While software developers and IT have already begun verifying secure code, concerns about the security of open source software are a relatively new trend for the world of data science, says Peter Wang, co-founder and CEO of Anaconda.
“We see a huge proportion of people working in organizations where IT has created a very strict posture around open source and Python,” he says. “They’re not expert developers. … They’re data scientists and machine learning people who may not be very experienced developers at all, using whatever they could download to do their analysis , and then they turned it over to IT.”
The security of open source components – and the software supply chain in general – has become a primary consideration for software developers, enterprises and national governments over the past two years. In May, for example, the US National Institute of Standards and Technology (NIST) released software supply chain risk guidance. Additionally, a growing number of software vendors have joined the Linux Foundation’s Open Software Security Foundation (OpenSSF).
Overall, the maturity of organizations’ security efforts has improved. According to the June survey, about half of organizations have an open source security policy in place, leading to better performance in security readiness measures. Additionally, open source risk control efforts have jumped 51% in the past 12 months, a security maturity study said September 21.
“[W]With the focus on software supply chains, most organizations are taking a risk-based approach to application security,” Jason Schmitt, general manager of Synopsys Software Integrity Group, said in a statement announcing the study. . “Such an approach recognizes that security is not limited to the code base; this includes the software development process where security reviews and testing “go all over the place” to continually improve security outcomes.”
Developers expand use of open source
Software vendors aren’t seeing any sort of decline in open source usage, according to other data. Instead, development organizations focus on improving the security of open source software and use security as the primary guide in component selection.
According to Tracy Miranda, head of open source at Chainguard, the self-reported abandonment of open source packages by the data science community likely indicates greater awareness of security issues and less abandonment of open source components. in development.

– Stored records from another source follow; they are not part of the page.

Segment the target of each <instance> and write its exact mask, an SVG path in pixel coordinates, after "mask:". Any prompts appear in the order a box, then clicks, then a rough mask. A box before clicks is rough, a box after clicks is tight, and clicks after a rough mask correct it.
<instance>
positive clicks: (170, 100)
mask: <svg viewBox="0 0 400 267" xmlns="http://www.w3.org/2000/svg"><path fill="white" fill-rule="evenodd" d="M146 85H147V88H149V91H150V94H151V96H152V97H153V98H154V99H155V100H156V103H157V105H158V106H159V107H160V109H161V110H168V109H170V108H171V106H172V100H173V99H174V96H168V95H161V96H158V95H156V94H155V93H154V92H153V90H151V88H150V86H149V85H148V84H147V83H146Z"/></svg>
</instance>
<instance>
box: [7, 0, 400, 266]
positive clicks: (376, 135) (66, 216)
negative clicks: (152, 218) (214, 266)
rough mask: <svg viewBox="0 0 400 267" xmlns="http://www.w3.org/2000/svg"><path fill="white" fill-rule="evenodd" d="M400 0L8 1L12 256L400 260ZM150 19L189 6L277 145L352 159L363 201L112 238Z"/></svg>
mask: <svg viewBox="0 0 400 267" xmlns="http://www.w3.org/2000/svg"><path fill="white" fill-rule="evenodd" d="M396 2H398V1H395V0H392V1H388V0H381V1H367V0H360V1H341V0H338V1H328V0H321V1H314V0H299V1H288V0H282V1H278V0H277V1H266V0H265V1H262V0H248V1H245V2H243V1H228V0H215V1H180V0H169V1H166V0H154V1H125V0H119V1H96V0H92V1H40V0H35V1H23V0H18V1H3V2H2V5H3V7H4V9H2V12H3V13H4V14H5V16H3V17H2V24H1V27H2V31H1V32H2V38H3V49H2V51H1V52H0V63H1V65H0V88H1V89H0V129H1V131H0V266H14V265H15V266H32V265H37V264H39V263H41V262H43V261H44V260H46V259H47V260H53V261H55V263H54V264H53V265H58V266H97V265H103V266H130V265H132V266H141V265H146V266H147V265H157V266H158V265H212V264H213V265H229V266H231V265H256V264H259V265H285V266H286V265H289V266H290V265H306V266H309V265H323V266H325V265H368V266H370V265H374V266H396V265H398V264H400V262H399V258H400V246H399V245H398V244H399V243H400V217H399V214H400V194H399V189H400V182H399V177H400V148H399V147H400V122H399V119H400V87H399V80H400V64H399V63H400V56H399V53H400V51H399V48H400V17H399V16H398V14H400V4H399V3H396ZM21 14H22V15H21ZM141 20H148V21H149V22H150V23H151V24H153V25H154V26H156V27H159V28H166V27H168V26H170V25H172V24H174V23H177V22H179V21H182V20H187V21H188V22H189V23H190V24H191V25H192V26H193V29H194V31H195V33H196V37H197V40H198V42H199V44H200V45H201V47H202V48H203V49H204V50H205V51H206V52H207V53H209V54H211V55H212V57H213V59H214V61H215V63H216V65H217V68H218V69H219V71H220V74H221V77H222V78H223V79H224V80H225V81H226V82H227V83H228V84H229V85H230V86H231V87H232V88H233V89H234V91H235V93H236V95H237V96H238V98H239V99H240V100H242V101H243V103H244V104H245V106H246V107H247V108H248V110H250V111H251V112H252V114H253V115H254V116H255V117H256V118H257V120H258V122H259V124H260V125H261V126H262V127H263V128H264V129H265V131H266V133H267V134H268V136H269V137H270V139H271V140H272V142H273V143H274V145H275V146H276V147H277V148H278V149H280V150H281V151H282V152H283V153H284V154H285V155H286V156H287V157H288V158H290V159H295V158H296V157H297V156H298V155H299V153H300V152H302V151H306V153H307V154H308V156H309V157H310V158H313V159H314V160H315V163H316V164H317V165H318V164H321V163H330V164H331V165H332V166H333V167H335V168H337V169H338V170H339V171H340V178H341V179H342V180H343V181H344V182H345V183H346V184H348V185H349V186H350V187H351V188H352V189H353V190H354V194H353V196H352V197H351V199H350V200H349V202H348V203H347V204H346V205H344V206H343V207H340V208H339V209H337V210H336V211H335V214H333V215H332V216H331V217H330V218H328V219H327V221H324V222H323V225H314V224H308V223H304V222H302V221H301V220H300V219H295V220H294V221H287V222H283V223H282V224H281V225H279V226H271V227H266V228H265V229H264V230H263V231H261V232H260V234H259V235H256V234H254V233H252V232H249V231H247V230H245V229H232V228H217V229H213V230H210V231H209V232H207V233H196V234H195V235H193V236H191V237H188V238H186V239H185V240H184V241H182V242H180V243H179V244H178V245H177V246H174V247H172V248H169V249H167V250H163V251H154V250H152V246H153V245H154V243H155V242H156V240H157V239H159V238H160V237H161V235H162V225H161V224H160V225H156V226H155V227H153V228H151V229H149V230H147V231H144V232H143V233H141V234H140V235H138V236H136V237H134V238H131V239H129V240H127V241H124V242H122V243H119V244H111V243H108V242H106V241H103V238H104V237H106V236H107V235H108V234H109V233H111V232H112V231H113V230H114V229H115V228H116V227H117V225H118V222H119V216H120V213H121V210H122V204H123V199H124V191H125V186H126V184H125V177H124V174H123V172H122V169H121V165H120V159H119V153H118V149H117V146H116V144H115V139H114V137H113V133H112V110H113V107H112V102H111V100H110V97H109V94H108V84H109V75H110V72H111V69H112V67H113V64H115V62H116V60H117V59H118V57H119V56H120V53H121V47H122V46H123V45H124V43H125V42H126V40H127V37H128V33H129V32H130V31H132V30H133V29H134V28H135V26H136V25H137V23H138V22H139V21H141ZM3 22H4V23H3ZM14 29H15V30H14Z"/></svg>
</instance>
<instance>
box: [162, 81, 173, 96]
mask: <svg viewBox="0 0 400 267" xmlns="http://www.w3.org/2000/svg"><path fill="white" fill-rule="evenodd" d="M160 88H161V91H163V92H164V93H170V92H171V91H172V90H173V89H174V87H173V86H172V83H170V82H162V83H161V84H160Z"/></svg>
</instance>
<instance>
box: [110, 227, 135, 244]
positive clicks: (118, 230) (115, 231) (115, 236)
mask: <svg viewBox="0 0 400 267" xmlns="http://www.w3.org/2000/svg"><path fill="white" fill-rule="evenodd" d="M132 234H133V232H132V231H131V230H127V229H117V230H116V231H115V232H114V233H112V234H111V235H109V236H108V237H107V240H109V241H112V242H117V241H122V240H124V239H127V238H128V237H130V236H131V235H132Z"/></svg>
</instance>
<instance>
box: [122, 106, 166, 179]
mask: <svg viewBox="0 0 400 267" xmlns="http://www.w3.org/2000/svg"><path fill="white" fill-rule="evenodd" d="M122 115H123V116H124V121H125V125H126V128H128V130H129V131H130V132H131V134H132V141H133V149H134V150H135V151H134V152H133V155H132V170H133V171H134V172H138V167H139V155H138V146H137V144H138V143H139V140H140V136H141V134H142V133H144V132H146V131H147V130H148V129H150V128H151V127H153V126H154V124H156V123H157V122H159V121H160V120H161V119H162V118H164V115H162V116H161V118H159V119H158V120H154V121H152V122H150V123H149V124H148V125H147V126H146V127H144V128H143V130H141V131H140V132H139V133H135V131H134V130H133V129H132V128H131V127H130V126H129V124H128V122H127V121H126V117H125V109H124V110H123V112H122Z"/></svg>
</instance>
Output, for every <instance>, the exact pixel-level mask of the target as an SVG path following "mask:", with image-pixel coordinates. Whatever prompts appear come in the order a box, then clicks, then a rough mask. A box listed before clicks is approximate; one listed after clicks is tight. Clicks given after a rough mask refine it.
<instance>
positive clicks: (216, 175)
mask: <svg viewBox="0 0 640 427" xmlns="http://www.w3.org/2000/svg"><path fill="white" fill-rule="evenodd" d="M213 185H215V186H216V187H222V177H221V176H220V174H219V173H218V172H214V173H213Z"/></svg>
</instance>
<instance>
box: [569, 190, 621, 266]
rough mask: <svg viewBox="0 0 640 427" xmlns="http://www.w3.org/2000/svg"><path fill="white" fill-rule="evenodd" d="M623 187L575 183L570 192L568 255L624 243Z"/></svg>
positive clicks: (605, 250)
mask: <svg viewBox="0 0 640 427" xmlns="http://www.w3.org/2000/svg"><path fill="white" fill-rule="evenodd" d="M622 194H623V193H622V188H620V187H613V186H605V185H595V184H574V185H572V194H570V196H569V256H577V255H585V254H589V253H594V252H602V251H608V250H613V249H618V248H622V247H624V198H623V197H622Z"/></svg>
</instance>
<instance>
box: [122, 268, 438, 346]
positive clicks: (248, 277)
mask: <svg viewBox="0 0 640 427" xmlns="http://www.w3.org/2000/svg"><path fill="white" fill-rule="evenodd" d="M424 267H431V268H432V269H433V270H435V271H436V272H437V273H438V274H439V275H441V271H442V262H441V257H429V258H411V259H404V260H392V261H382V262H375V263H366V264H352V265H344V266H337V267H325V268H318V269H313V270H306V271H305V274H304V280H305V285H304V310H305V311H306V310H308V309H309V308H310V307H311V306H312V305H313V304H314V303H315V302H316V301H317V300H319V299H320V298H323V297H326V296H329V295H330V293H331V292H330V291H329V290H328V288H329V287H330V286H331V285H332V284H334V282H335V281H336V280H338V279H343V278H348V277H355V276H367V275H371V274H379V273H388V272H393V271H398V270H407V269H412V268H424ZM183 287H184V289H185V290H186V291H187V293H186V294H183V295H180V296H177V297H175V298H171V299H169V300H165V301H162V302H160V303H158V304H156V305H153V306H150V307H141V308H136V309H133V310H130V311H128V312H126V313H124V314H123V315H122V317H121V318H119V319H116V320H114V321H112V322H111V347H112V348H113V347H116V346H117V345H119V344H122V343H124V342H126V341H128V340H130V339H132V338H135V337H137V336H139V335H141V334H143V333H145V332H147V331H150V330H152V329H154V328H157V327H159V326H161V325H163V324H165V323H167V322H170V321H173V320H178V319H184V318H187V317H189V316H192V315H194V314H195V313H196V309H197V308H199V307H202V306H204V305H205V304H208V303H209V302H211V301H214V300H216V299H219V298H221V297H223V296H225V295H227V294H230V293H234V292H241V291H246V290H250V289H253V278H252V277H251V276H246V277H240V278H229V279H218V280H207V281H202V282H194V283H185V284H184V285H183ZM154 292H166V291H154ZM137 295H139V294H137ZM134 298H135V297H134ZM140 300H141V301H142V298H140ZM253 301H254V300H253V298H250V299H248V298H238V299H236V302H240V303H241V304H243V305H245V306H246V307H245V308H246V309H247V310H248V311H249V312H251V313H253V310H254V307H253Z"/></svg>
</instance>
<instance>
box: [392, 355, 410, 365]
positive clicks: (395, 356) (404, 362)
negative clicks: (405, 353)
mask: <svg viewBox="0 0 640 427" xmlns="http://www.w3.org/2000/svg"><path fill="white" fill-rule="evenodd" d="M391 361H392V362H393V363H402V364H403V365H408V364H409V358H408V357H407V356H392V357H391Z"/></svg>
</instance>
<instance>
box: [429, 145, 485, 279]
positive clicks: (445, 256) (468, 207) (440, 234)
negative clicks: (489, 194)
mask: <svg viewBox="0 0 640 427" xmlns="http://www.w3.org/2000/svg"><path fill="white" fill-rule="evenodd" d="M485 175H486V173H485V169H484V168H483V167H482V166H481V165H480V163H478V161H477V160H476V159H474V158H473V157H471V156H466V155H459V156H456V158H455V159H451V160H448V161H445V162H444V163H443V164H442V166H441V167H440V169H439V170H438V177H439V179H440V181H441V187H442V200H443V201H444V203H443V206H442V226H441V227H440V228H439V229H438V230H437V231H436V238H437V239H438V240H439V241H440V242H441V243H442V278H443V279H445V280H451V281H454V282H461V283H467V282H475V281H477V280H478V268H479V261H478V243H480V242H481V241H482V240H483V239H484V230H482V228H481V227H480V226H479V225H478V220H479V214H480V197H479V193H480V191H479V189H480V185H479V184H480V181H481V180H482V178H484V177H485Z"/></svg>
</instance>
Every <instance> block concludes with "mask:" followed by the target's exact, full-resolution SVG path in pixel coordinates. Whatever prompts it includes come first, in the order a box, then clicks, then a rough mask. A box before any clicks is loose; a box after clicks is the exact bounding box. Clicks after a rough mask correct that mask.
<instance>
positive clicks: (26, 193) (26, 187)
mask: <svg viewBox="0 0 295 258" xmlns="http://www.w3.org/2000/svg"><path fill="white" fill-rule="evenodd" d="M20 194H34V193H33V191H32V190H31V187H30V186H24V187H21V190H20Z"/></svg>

While data science teams and development teams may have reacted differently to major security issues – such as Log4j 2.0 – companies have little recourse when moving away from an open source package than adopting a different package whose makers have put more emphasis on security, she says.
“Companies are leveraging open source as a way to increase their speed, so if they’re cutting back, where are they headed? Writing code in-house? Using third-party packaged versions?” Miranda says, adding that instead, “I think we can expect to see companies be more demanding about the quality of the open source they use, especially when it comes to security features. “.
Data scientists are playing catch-up
Additionally, while data science professionals work at companies that overwhelmingly (87%) allow open source software, about a quarter (26%) have minimal IT oversight of their open source choices, according to the Anaconda report. In 18% of companies, the IT department specifies only about half of the open source components available.
Maintainers of the most critical projects – of which there are hundreds, if not thousands – must use secure dependencies, test their own code, and validate the reliability of contributors. Maintainers should also publish a Security Scorecard – an initiative created by Google and now managed by the Open Source Security Foundation (OpenSSF), which assigns a security rating to a project based on nearly 20 different criteria.
While awareness is likely growing, there’s no quick fix, Miranda says.
“The reality is that the safest options didn’t exist before,” she says. “It makes sense to reduce unnecessary dependencies to reduce the attack surface, but it is difficult to do so once the dependency tree has grown.”